ICMSA President Pat McCormack said the Irish family farm model would be critically undermined by the CAP deal as proposed, and Ireland must insist member states have the flexibility to address country-specific issues in any final deal.

Before talks collapsed last week, ICMSA proposed that farmers under a defined level of payment be exempted from convergence.

Mr McCormack said the focus should be on total direct payments to an individual farmer rather than on payment-per-hectare.

He said eco-schemes are a deduction from farmers and the rural economy.

IFA President Tim Cullinan said Minister McConalogue correctly identified the danger of CAP making more farmers unviable.

“The focus between now and the resumption of the talks next month should be on securing the maximum flexibility that will deliver the best deal for Irish farmers”.

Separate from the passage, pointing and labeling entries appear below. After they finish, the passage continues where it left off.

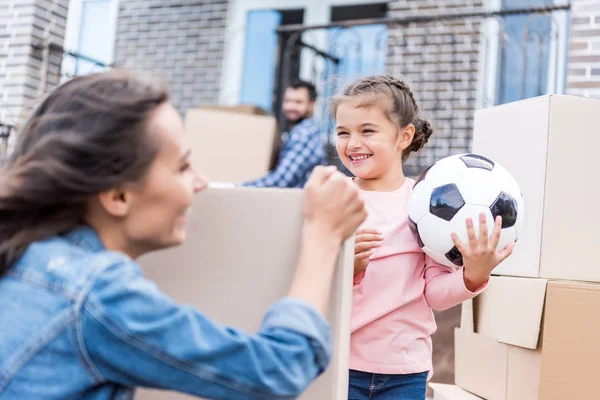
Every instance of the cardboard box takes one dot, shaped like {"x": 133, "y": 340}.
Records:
{"x": 549, "y": 144}
{"x": 239, "y": 258}
{"x": 240, "y": 108}
{"x": 533, "y": 339}
{"x": 450, "y": 392}
{"x": 230, "y": 146}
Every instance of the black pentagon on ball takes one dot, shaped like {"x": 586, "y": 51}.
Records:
{"x": 455, "y": 257}
{"x": 506, "y": 207}
{"x": 415, "y": 229}
{"x": 422, "y": 176}
{"x": 477, "y": 161}
{"x": 445, "y": 201}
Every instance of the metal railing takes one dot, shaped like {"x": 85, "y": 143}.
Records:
{"x": 70, "y": 64}
{"x": 431, "y": 64}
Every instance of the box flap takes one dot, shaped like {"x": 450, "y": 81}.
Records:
{"x": 250, "y": 234}
{"x": 524, "y": 366}
{"x": 566, "y": 226}
{"x": 510, "y": 310}
{"x": 481, "y": 365}
{"x": 571, "y": 350}
{"x": 450, "y": 392}
{"x": 220, "y": 140}
{"x": 495, "y": 132}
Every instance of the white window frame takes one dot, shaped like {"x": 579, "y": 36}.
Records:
{"x": 73, "y": 28}
{"x": 315, "y": 12}
{"x": 489, "y": 56}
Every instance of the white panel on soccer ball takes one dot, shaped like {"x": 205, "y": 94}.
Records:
{"x": 458, "y": 223}
{"x": 435, "y": 234}
{"x": 439, "y": 258}
{"x": 508, "y": 235}
{"x": 418, "y": 203}
{"x": 506, "y": 181}
{"x": 445, "y": 171}
{"x": 478, "y": 187}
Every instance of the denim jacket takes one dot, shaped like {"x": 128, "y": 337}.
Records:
{"x": 80, "y": 322}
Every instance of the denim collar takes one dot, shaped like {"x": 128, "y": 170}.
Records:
{"x": 86, "y": 237}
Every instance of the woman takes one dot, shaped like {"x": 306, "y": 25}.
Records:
{"x": 99, "y": 177}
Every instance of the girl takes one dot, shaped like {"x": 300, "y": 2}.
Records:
{"x": 100, "y": 177}
{"x": 395, "y": 285}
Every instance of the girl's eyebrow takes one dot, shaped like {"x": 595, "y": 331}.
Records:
{"x": 186, "y": 155}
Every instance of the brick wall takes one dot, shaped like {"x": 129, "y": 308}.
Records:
{"x": 440, "y": 62}
{"x": 24, "y": 23}
{"x": 583, "y": 76}
{"x": 183, "y": 39}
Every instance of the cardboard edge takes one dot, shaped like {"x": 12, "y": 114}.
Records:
{"x": 525, "y": 286}
{"x": 451, "y": 392}
{"x": 345, "y": 265}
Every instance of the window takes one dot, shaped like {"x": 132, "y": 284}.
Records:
{"x": 252, "y": 54}
{"x": 260, "y": 54}
{"x": 525, "y": 55}
{"x": 90, "y": 32}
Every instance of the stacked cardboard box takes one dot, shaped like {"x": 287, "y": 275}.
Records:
{"x": 533, "y": 333}
{"x": 238, "y": 259}
{"x": 230, "y": 144}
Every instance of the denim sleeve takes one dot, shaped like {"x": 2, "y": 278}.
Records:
{"x": 132, "y": 334}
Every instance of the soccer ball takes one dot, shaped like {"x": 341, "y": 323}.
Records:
{"x": 454, "y": 189}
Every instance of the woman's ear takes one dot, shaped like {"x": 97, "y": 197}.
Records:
{"x": 116, "y": 202}
{"x": 406, "y": 136}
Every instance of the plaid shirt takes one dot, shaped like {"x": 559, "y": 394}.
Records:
{"x": 302, "y": 150}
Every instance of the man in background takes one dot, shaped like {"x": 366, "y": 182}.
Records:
{"x": 302, "y": 147}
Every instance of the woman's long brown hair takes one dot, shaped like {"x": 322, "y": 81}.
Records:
{"x": 88, "y": 136}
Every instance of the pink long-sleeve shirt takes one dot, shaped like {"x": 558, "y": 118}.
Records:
{"x": 392, "y": 318}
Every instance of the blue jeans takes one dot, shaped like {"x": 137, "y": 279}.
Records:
{"x": 368, "y": 386}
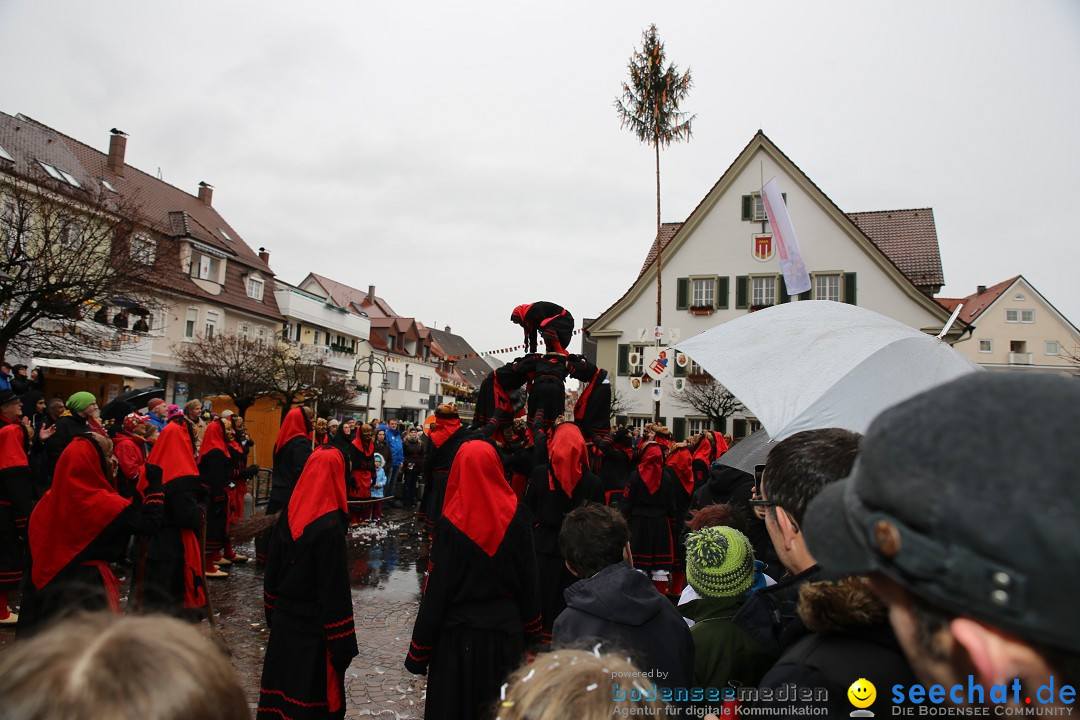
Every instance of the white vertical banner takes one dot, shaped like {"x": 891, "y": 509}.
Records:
{"x": 787, "y": 245}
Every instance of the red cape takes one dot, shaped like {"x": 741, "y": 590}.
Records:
{"x": 295, "y": 425}
{"x": 319, "y": 491}
{"x": 213, "y": 439}
{"x": 173, "y": 453}
{"x": 478, "y": 501}
{"x": 80, "y": 504}
{"x": 682, "y": 462}
{"x": 650, "y": 466}
{"x": 566, "y": 458}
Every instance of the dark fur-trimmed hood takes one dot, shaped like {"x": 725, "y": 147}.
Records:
{"x": 831, "y": 607}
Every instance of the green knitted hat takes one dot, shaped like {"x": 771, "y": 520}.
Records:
{"x": 719, "y": 561}
{"x": 80, "y": 402}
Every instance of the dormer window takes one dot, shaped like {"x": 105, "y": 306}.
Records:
{"x": 255, "y": 287}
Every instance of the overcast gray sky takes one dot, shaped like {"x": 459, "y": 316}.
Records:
{"x": 466, "y": 158}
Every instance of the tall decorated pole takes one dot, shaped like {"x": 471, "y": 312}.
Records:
{"x": 650, "y": 107}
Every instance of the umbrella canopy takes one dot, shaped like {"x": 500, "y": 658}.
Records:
{"x": 747, "y": 452}
{"x": 822, "y": 364}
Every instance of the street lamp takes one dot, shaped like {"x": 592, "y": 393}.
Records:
{"x": 372, "y": 363}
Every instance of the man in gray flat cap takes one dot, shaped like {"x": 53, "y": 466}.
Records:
{"x": 963, "y": 506}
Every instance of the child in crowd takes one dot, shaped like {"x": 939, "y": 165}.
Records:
{"x": 378, "y": 484}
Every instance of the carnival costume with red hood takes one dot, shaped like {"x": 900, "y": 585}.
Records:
{"x": 561, "y": 481}
{"x": 175, "y": 558}
{"x": 308, "y": 598}
{"x": 291, "y": 451}
{"x": 16, "y": 500}
{"x": 78, "y": 527}
{"x": 481, "y": 607}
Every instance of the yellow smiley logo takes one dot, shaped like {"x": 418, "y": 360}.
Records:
{"x": 862, "y": 693}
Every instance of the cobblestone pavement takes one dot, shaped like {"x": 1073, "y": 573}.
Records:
{"x": 386, "y": 584}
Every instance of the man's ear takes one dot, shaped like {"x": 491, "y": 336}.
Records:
{"x": 987, "y": 650}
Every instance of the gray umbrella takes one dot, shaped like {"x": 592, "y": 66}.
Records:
{"x": 748, "y": 451}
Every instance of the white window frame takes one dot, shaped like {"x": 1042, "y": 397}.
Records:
{"x": 144, "y": 249}
{"x": 210, "y": 326}
{"x": 703, "y": 291}
{"x": 190, "y": 324}
{"x": 828, "y": 286}
{"x": 768, "y": 286}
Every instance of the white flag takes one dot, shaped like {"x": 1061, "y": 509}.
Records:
{"x": 787, "y": 245}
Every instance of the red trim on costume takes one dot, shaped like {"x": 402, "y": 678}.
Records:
{"x": 80, "y": 504}
{"x": 319, "y": 491}
{"x": 478, "y": 501}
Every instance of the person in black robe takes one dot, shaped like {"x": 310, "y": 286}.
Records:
{"x": 481, "y": 607}
{"x": 174, "y": 568}
{"x": 446, "y": 435}
{"x": 650, "y": 510}
{"x": 16, "y": 500}
{"x": 77, "y": 528}
{"x": 291, "y": 452}
{"x": 215, "y": 474}
{"x": 551, "y": 321}
{"x": 561, "y": 481}
{"x": 308, "y": 599}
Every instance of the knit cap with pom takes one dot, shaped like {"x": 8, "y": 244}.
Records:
{"x": 719, "y": 561}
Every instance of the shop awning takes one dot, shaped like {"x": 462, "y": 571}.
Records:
{"x": 92, "y": 367}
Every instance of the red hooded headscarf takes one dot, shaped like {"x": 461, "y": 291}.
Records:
{"x": 296, "y": 424}
{"x": 478, "y": 501}
{"x": 80, "y": 504}
{"x": 319, "y": 491}
{"x": 566, "y": 458}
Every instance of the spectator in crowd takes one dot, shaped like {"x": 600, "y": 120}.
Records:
{"x": 579, "y": 684}
{"x": 616, "y": 605}
{"x": 108, "y": 666}
{"x": 968, "y": 531}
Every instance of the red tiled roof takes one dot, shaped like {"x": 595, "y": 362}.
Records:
{"x": 909, "y": 239}
{"x": 350, "y": 297}
{"x": 977, "y": 301}
{"x": 160, "y": 206}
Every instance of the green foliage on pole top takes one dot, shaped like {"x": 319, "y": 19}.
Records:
{"x": 650, "y": 103}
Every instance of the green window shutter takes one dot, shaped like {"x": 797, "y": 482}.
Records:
{"x": 678, "y": 429}
{"x": 682, "y": 294}
{"x": 742, "y": 291}
{"x": 849, "y": 287}
{"x": 721, "y": 291}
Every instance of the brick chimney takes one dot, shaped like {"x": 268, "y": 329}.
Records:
{"x": 118, "y": 144}
{"x": 205, "y": 193}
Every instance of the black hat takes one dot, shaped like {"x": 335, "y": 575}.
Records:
{"x": 967, "y": 494}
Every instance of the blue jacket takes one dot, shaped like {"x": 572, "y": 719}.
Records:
{"x": 394, "y": 440}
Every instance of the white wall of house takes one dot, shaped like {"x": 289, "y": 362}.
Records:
{"x": 717, "y": 242}
{"x": 1022, "y": 331}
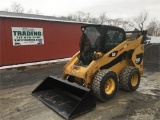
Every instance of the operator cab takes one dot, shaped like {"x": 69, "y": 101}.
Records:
{"x": 97, "y": 38}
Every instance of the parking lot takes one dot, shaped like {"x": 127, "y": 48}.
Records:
{"x": 17, "y": 103}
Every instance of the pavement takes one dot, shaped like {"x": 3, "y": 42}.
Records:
{"x": 17, "y": 103}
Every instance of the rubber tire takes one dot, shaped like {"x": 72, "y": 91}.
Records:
{"x": 98, "y": 85}
{"x": 125, "y": 79}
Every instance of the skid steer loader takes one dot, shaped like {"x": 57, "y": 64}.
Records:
{"x": 106, "y": 61}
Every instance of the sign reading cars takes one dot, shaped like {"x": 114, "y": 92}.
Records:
{"x": 27, "y": 36}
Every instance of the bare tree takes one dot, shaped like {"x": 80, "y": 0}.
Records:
{"x": 87, "y": 17}
{"x": 17, "y": 8}
{"x": 80, "y": 16}
{"x": 140, "y": 20}
{"x": 102, "y": 18}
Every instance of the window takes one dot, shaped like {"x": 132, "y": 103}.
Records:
{"x": 114, "y": 36}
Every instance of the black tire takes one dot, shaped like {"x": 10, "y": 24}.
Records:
{"x": 129, "y": 79}
{"x": 105, "y": 85}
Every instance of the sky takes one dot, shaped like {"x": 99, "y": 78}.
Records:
{"x": 113, "y": 8}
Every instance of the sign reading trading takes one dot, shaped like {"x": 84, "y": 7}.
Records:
{"x": 27, "y": 36}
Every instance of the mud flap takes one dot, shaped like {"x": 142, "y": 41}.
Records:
{"x": 67, "y": 99}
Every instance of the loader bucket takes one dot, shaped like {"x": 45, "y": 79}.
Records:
{"x": 67, "y": 99}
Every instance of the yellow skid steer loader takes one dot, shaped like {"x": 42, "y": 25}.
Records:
{"x": 106, "y": 61}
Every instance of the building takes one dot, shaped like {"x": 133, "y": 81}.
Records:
{"x": 26, "y": 38}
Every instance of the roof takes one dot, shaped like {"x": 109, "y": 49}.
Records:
{"x": 34, "y": 17}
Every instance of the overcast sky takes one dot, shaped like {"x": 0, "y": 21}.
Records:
{"x": 112, "y": 8}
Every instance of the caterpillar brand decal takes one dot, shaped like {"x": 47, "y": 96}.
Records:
{"x": 139, "y": 58}
{"x": 123, "y": 47}
{"x": 113, "y": 54}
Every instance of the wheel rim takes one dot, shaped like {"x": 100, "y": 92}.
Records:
{"x": 134, "y": 79}
{"x": 109, "y": 86}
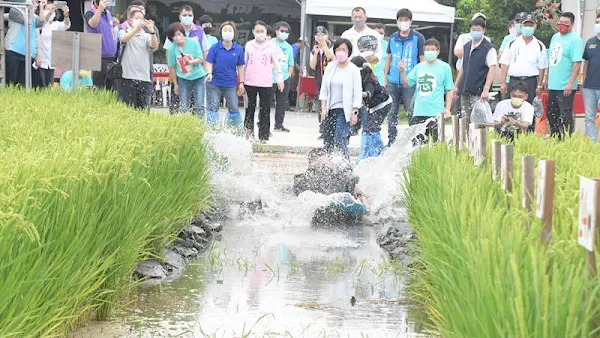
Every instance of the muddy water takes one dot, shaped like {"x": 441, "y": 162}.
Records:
{"x": 272, "y": 274}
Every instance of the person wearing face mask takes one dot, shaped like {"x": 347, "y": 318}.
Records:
{"x": 380, "y": 67}
{"x": 433, "y": 79}
{"x": 186, "y": 17}
{"x": 224, "y": 63}
{"x": 366, "y": 42}
{"x": 514, "y": 115}
{"x": 286, "y": 64}
{"x": 525, "y": 60}
{"x": 406, "y": 46}
{"x": 321, "y": 55}
{"x": 591, "y": 84}
{"x": 135, "y": 60}
{"x": 187, "y": 74}
{"x": 206, "y": 23}
{"x": 15, "y": 47}
{"x": 514, "y": 31}
{"x": 341, "y": 98}
{"x": 566, "y": 51}
{"x": 476, "y": 75}
{"x": 262, "y": 61}
{"x": 49, "y": 14}
{"x": 98, "y": 20}
{"x": 459, "y": 47}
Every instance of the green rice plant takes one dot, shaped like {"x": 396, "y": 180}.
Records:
{"x": 480, "y": 271}
{"x": 88, "y": 188}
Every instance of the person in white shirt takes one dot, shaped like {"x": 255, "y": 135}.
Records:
{"x": 475, "y": 78}
{"x": 514, "y": 115}
{"x": 463, "y": 39}
{"x": 366, "y": 42}
{"x": 525, "y": 60}
{"x": 49, "y": 15}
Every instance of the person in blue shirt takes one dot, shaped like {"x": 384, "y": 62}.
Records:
{"x": 188, "y": 76}
{"x": 591, "y": 84}
{"x": 380, "y": 66}
{"x": 432, "y": 80}
{"x": 224, "y": 62}
{"x": 566, "y": 51}
{"x": 286, "y": 63}
{"x": 405, "y": 46}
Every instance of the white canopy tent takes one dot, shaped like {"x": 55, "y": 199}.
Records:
{"x": 423, "y": 10}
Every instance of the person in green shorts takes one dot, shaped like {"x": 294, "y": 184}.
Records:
{"x": 566, "y": 53}
{"x": 433, "y": 80}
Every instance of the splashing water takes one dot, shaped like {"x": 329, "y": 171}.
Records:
{"x": 271, "y": 274}
{"x": 381, "y": 177}
{"x": 242, "y": 180}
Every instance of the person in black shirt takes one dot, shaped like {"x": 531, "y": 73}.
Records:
{"x": 591, "y": 84}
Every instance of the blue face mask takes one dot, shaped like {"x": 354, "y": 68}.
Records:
{"x": 476, "y": 35}
{"x": 518, "y": 28}
{"x": 527, "y": 31}
{"x": 187, "y": 20}
{"x": 430, "y": 55}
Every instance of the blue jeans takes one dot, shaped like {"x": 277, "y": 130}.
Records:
{"x": 214, "y": 95}
{"x": 336, "y": 131}
{"x": 399, "y": 93}
{"x": 590, "y": 101}
{"x": 186, "y": 89}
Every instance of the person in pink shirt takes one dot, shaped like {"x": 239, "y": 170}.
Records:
{"x": 261, "y": 61}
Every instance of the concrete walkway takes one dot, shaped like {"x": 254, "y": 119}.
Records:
{"x": 304, "y": 133}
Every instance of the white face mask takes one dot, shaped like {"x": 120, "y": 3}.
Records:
{"x": 228, "y": 36}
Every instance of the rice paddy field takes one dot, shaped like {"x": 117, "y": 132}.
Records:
{"x": 88, "y": 188}
{"x": 481, "y": 270}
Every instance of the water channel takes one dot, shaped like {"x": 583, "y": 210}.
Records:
{"x": 273, "y": 275}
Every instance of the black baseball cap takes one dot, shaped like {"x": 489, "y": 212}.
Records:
{"x": 529, "y": 18}
{"x": 321, "y": 30}
{"x": 521, "y": 16}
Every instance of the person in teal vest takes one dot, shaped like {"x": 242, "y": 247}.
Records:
{"x": 380, "y": 67}
{"x": 85, "y": 80}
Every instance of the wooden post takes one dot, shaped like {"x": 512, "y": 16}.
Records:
{"x": 471, "y": 140}
{"x": 441, "y": 129}
{"x": 481, "y": 147}
{"x": 528, "y": 181}
{"x": 589, "y": 219}
{"x": 462, "y": 133}
{"x": 506, "y": 152}
{"x": 496, "y": 159}
{"x": 545, "y": 197}
{"x": 455, "y": 129}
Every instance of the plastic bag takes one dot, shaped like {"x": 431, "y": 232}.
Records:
{"x": 538, "y": 107}
{"x": 481, "y": 113}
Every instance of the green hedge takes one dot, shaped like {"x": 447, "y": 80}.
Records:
{"x": 480, "y": 269}
{"x": 88, "y": 188}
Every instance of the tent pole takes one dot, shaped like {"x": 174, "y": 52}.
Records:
{"x": 451, "y": 46}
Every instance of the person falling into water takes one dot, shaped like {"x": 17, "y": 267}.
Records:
{"x": 329, "y": 174}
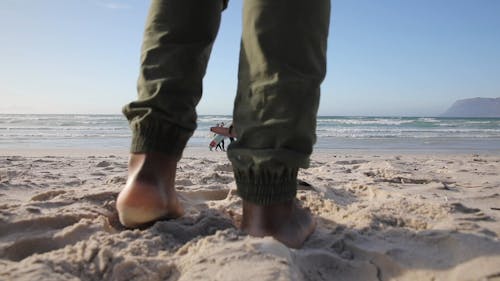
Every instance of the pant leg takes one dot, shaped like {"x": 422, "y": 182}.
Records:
{"x": 177, "y": 42}
{"x": 282, "y": 64}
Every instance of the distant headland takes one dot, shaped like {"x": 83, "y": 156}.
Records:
{"x": 475, "y": 107}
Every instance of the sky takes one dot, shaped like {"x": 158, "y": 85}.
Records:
{"x": 385, "y": 57}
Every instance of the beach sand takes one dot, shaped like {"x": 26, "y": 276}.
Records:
{"x": 381, "y": 216}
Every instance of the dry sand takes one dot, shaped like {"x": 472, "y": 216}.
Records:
{"x": 380, "y": 217}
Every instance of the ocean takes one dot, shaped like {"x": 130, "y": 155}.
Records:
{"x": 418, "y": 134}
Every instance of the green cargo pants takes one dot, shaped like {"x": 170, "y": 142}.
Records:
{"x": 282, "y": 64}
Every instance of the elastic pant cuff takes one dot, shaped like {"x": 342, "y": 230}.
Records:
{"x": 156, "y": 136}
{"x": 266, "y": 187}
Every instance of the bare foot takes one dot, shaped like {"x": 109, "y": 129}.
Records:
{"x": 149, "y": 193}
{"x": 286, "y": 222}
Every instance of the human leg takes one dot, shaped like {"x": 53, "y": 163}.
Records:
{"x": 177, "y": 43}
{"x": 282, "y": 64}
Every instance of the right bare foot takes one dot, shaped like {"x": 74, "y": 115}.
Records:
{"x": 149, "y": 193}
{"x": 287, "y": 222}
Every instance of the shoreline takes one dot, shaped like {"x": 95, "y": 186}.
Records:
{"x": 196, "y": 150}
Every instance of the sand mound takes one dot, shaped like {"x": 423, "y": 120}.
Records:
{"x": 386, "y": 217}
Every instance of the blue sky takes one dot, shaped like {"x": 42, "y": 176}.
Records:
{"x": 385, "y": 57}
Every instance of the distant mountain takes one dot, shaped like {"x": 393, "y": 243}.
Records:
{"x": 476, "y": 107}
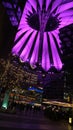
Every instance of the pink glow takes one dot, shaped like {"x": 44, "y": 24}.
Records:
{"x": 45, "y": 55}
{"x": 34, "y": 57}
{"x": 56, "y": 4}
{"x": 64, "y": 7}
{"x": 18, "y": 46}
{"x": 25, "y": 53}
{"x": 28, "y": 7}
{"x": 56, "y": 58}
{"x": 64, "y": 18}
{"x": 21, "y": 32}
{"x": 66, "y": 21}
{"x": 56, "y": 35}
{"x": 41, "y": 3}
{"x": 33, "y": 3}
{"x": 47, "y": 3}
{"x": 66, "y": 13}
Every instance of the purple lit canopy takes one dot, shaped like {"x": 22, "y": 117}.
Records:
{"x": 37, "y": 39}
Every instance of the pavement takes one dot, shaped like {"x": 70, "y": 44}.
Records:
{"x": 31, "y": 121}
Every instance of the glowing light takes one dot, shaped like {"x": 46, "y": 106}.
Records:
{"x": 5, "y": 101}
{"x": 37, "y": 39}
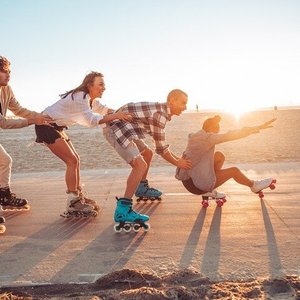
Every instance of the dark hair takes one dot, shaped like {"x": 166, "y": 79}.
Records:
{"x": 4, "y": 63}
{"x": 88, "y": 80}
{"x": 210, "y": 122}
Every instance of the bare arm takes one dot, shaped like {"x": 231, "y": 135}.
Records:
{"x": 174, "y": 160}
{"x": 124, "y": 116}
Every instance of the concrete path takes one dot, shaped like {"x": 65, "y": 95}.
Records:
{"x": 246, "y": 238}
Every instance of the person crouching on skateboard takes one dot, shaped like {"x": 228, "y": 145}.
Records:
{"x": 206, "y": 173}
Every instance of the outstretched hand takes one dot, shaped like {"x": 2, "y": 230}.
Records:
{"x": 124, "y": 116}
{"x": 183, "y": 163}
{"x": 267, "y": 124}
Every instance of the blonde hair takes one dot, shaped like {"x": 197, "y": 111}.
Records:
{"x": 87, "y": 81}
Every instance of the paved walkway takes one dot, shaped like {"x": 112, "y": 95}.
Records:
{"x": 245, "y": 238}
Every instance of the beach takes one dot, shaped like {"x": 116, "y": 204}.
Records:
{"x": 247, "y": 249}
{"x": 280, "y": 144}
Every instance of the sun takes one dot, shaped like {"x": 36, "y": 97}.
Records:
{"x": 237, "y": 111}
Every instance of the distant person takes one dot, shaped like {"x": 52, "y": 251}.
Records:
{"x": 127, "y": 139}
{"x": 9, "y": 200}
{"x": 206, "y": 173}
{"x": 80, "y": 105}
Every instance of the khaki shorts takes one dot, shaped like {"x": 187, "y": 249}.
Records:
{"x": 132, "y": 151}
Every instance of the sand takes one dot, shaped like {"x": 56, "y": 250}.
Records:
{"x": 263, "y": 151}
{"x": 280, "y": 144}
{"x": 186, "y": 284}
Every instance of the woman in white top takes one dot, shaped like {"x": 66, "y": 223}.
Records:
{"x": 75, "y": 107}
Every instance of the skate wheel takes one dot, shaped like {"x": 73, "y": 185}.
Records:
{"x": 272, "y": 186}
{"x": 27, "y": 207}
{"x": 220, "y": 203}
{"x": 205, "y": 203}
{"x": 94, "y": 213}
{"x": 136, "y": 228}
{"x": 97, "y": 208}
{"x": 127, "y": 228}
{"x": 2, "y": 229}
{"x": 117, "y": 228}
{"x": 146, "y": 226}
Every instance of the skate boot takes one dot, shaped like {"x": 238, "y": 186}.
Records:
{"x": 2, "y": 226}
{"x": 87, "y": 200}
{"x": 127, "y": 218}
{"x": 220, "y": 198}
{"x": 77, "y": 209}
{"x": 9, "y": 201}
{"x": 259, "y": 185}
{"x": 144, "y": 192}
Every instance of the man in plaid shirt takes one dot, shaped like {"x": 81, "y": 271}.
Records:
{"x": 127, "y": 139}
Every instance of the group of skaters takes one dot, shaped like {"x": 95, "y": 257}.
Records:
{"x": 200, "y": 168}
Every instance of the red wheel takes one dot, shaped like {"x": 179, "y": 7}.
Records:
{"x": 220, "y": 202}
{"x": 205, "y": 203}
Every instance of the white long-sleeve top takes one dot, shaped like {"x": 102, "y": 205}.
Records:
{"x": 9, "y": 102}
{"x": 69, "y": 111}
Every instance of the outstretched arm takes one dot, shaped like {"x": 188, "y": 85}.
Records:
{"x": 124, "y": 116}
{"x": 240, "y": 133}
{"x": 178, "y": 162}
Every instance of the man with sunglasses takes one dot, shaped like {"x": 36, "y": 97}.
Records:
{"x": 8, "y": 200}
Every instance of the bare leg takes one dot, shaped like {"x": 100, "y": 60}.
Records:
{"x": 235, "y": 173}
{"x": 139, "y": 167}
{"x": 78, "y": 164}
{"x": 62, "y": 150}
{"x": 147, "y": 155}
{"x": 219, "y": 160}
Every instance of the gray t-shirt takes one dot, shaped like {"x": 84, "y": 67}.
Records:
{"x": 200, "y": 150}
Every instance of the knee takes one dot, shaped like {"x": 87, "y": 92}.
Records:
{"x": 148, "y": 153}
{"x": 139, "y": 164}
{"x": 6, "y": 160}
{"x": 72, "y": 161}
{"x": 219, "y": 156}
{"x": 235, "y": 170}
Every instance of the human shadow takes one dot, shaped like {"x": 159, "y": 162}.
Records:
{"x": 192, "y": 242}
{"x": 211, "y": 255}
{"x": 275, "y": 265}
{"x": 107, "y": 252}
{"x": 24, "y": 255}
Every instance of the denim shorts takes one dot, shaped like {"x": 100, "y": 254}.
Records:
{"x": 132, "y": 151}
{"x": 48, "y": 135}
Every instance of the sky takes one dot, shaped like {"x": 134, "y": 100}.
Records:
{"x": 232, "y": 55}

“The real problem here is that the EU is trying to achieve increased environmental ambition, but without increased funding.

“Under the current proposals, a cohort of family farms in Ireland will suffer a triple whammy due to so-called eco schemes, convergence and mandatory redistribution proposals,” said Mr Cullinan.

“Many of these are our most productive farmers. Our grass-based system is the most carbon efficient in the world, yet the Commission and the Parliament are going to destroy them.”

Macra na Feirme National President John Keane said it was disappointing to see only 3% of direct payments would be ring fenced for young farmers. 

The European Council of Young Farmers wants 4% of payments.